Alasan Warga di Babel Polisikan Penghitung Kerugian Rp 271 T Kasus Timah

4 hours ago 3
Jakarta -

Dewan Pimpinan Daerah (DPD) Putra Putri Tempatan (Perpat) Babel, Andi Kusuma, melaporkan Guru Besar IPB Bambang Hero Saharjo ke Polda Babel. Andi mempolisikan Bambang dengan tuduhan memberi keterangan palsu.

"Di sini (Bambang) kami laporkan Pasal 242 KUHPidana. Karena pada saat dihadirkan di persidangan sebagai saksi dari Kejagung, di situ disampaikan malas untuk menjawab (rincian kerugian negara)," jelas Andi dilansir detikSumbagsel, Jumat (10/1/2025).

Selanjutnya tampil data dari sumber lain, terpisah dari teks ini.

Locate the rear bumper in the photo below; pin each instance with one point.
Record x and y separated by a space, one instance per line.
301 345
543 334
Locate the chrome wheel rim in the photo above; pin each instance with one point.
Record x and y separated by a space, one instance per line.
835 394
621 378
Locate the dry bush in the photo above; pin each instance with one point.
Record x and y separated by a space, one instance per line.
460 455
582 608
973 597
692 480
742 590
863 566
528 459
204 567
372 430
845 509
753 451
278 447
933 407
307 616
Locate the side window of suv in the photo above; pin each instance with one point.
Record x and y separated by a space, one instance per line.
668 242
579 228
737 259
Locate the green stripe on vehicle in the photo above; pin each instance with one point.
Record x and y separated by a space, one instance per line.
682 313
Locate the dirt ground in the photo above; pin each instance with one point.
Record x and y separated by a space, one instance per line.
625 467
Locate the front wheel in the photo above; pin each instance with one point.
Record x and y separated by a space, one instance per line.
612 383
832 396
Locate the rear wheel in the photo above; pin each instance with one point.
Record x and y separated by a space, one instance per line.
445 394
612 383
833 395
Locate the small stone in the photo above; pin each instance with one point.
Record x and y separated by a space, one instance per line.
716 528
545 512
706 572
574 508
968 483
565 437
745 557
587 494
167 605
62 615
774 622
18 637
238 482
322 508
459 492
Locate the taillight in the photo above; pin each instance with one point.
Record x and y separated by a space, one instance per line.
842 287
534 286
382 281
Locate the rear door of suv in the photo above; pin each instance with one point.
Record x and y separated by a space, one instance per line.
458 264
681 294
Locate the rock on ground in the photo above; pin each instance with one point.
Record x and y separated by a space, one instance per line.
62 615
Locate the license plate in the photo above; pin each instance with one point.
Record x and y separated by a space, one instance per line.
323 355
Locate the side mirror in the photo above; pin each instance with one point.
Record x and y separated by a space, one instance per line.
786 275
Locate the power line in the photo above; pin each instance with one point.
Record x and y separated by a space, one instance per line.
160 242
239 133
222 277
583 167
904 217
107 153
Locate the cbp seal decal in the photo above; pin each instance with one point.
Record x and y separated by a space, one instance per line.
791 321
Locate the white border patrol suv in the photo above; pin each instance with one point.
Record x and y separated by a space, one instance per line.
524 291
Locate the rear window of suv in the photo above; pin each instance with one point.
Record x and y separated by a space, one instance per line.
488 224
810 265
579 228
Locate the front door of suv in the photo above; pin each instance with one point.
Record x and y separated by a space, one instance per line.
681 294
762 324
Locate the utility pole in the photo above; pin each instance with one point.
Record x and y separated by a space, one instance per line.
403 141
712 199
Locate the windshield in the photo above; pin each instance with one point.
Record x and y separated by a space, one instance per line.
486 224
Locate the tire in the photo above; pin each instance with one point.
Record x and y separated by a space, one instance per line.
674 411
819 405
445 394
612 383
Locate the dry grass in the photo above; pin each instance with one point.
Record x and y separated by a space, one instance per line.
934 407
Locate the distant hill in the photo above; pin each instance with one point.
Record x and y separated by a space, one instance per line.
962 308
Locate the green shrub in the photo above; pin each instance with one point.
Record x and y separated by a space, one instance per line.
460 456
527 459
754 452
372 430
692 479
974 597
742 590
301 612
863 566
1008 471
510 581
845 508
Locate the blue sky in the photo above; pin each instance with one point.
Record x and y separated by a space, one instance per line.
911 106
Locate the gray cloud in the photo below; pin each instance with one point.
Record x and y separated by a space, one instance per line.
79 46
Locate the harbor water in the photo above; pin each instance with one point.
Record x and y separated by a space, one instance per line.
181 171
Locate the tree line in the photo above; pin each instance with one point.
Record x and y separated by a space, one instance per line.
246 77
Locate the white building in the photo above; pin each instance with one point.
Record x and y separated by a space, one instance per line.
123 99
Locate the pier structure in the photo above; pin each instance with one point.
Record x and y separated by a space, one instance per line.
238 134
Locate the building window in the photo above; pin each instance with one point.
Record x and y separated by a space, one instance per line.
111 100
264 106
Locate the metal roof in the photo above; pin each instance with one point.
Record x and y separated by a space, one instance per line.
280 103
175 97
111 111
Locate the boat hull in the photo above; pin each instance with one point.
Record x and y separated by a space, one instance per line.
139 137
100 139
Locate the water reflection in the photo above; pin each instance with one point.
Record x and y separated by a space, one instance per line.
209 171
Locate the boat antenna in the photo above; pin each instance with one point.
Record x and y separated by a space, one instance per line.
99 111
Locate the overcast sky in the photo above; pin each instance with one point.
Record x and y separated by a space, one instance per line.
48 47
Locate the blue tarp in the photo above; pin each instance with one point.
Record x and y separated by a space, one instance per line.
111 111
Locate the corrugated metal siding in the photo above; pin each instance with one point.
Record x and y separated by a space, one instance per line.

Pasal 242 KUHP itu mengatur hukuman pelaku pemberi keterangan palsu di atas sumpah. Menurut Andi, Bambang bukanlah seorang ahli perhitungan kerugian negara.

ADVERTISEMENT

SCROLL TO CONTINUE WITH CONTENT

Dia menilai Bambang tidak kompeten melakukan penghitungan kerugian lingkungan dalam kasus timah. Total kerugian negara dalam kasus ini mencapai Rp 271 triliun.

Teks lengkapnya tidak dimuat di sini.